Breece Hall, New York Jets (sprained knee)

Jets running back Breece Hall in pads during practice.

Photo by Mike Stobe/Getty Images

Timing is everything when it comes to ACL injuries. While the normal quote for an athlete after ACL reconstruction is six to nine months, the calendar often gets involved. Sprain it early in the season and there's a full year to get back, even if you're healthy at the nine month mark. Do it in the playoffs and there's still time, but not as much. New advances in techniques and in rehab are changing this, but the NFL hasn't taken full advantage of techniques like Fertilized ACL repair or BEAR.

For Breece Hall, his October ACL sprain and reconstruction ended a promising rookie campaign. While there's no question that he should be able to come back at the start of the 2023 season, there are questions about how close he is to 100 percent and if he fully trusts that knee. Last time he made a cut in a game, he was carted off and the mental aspect is often the last to heal.

Hall's style bodes well. Remember the function of the ACL - in the simplest terms it keeps the upper leg (femur) in place over the lower leg. Hard stops and lateral cuts are what test it, so an angry north-south runner like Hall is less affected that the smaller scatback emulating Barry Sanders.

Expect Hall to start a bit slow, especially with all the changes in the Jets offense. He's more likely to see 20 carries between the tackles and not make that big cut that breaks a run. That will come quickly and Hall could be back to a 1,500 yard pace, especially if Aaron Rodgers keeps the linebackers occupied, rather than filling all the running lanes.

Javonte Williams, Denver Broncos (sprained knee)

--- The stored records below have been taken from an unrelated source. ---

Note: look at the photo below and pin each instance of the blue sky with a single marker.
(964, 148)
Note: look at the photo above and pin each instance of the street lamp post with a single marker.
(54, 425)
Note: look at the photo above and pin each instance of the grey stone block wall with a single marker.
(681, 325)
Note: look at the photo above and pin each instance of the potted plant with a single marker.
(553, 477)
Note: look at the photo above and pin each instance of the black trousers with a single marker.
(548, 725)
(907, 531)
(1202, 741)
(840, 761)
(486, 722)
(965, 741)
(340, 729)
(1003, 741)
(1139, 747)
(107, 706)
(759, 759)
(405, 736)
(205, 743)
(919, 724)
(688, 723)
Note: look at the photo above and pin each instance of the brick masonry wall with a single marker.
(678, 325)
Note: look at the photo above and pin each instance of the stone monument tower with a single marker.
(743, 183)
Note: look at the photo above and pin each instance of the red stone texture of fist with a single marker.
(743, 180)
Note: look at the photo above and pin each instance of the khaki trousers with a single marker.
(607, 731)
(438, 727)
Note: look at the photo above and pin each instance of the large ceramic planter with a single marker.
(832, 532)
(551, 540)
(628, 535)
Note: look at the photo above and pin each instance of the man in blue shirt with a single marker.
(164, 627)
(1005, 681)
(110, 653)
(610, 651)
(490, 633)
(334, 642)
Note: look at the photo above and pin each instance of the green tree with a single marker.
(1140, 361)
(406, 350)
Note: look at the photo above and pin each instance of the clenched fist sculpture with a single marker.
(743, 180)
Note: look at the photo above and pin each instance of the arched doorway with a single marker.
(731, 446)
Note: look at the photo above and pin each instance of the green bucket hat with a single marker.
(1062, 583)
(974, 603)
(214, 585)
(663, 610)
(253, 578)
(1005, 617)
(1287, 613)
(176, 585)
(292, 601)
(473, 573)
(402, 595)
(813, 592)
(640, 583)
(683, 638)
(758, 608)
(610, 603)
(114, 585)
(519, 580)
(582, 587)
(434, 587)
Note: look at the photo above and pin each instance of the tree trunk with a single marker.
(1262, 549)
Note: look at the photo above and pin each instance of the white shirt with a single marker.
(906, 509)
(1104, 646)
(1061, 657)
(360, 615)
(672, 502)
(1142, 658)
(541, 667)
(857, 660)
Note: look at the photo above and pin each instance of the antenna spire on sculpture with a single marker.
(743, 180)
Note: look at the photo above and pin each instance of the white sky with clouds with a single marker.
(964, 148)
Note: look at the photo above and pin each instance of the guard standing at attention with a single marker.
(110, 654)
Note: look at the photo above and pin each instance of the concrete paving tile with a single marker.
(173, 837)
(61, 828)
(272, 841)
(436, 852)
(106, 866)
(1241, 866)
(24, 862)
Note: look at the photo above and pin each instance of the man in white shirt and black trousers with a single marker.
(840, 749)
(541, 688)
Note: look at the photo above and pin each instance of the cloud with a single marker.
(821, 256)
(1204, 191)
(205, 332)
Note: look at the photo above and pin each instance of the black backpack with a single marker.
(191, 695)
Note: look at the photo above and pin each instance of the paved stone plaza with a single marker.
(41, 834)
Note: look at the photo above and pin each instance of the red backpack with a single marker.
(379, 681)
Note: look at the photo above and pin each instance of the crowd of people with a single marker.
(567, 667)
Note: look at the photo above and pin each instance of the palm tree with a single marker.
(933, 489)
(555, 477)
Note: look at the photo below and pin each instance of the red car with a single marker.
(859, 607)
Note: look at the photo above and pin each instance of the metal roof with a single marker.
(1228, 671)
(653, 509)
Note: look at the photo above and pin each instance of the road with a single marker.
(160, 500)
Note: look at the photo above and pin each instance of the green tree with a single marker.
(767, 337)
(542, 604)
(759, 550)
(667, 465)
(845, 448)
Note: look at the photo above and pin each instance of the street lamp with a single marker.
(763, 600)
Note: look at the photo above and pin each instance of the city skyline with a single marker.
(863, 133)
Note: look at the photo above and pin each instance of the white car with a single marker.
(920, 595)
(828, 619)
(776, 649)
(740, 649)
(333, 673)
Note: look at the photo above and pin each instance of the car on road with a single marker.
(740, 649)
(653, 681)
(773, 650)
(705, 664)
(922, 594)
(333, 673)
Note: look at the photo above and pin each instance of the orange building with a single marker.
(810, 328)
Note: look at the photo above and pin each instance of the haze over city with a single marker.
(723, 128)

Javonte Williams has his knee checked out during Broncos practice.

Denver Broncos OTAs

ACL rehabs normally take about six to nine months, but Javonte Williams didn't just tear his ACL. He also sprained his MCL - a common occurrence which usually isn't repaired - but the bigger problem is that he sprained his PCL. The ACL and PCL are the crossover ligaments - they form an "X" in the knee, hence the term "cruciate" - that stabilize the knee both front and back. The great thing about the body however is that it heals all at once, not one at a time. For Williams, that means he's well ahead of what some expectations were and at the start of camp, he's not only been cleared to play, but been cleared for contact.

That's not to say he's back to 100 percent. As with any major knee sprain, Williams is going to have to get confident that he can do the things he once did. Williams has been wearing a brace through early practices, which is smart and safe, but sometimes shows the full confidence isn't back. I doubt we'll see until Week 1 whether Williams intends to wear it in games.

Williams is in a new offense with a new coach, but all along the lack of real backups - Samaje Perine is nice, but not Williams - indicated that the Broncos either didn't value running backs at all, or that they were confident Williams would be ready in time. I do think Perine's a nice change of pace and showed that he's a solid RB2, but Williams will be the workhorse, which is what Sean Payton's offense needs.